If you’re consistently having relationship issues and can’t seem to break a cycle of negative ones, you might need to chat out some issues with a professional. It’s one of the best things you can do for both your own mental health and the health of every romantic (and non-romantic) relationship in your life.

Working through any leftover traumas from childhood or past relationships can do great things for every future romantic situation you might find yourself in. Building self-awareness is always a worthwhile endeavour.

9. People love in different ways

As magoo as it might sound, there really ARE different love languages. Some people need constant reassurance verbally, some people see acts of kindness as the best expression of love, and some people crave physical affection more than anything else.

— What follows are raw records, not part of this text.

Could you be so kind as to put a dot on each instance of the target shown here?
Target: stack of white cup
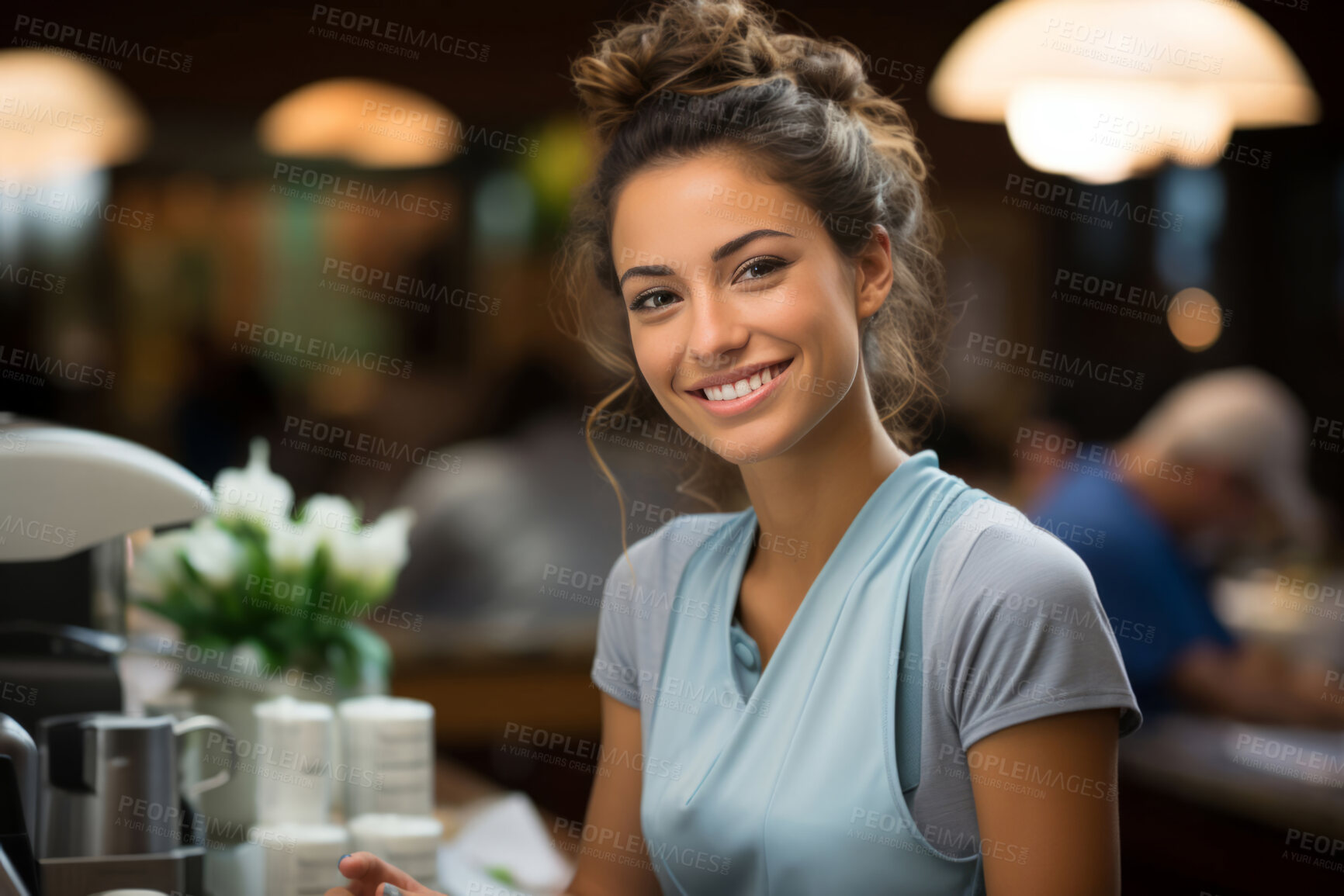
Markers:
(297, 738)
(390, 740)
(295, 798)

It’s always worth remembering that you are unique, as are your needs, and asking your partner to fulfil them is not only acceptable, but encouraged. They can’t intuit your deepest desires independently – help them, and let them help you be a better partner, lover and friend. Everything gets easier when differences in requirement are understood.

10. Love is a daily commitment

That exciting, all-consuming, lustful love you first have for your partner is powerful and amazing, but doesn’t last beyond maybe three or four years if you’re lucky. Not without work, anyway. That’s not to say couples lose all those elements after that point, but it just doesn’t happen organically anymore.

Choosing to love someone, fancy someone and be with someone has to be a daily decision. Through good and bad, showing up to take part in your relationship is what will make it last and what will ensure it remains a happy environment (for the most part). Recommitting is as vital as committing.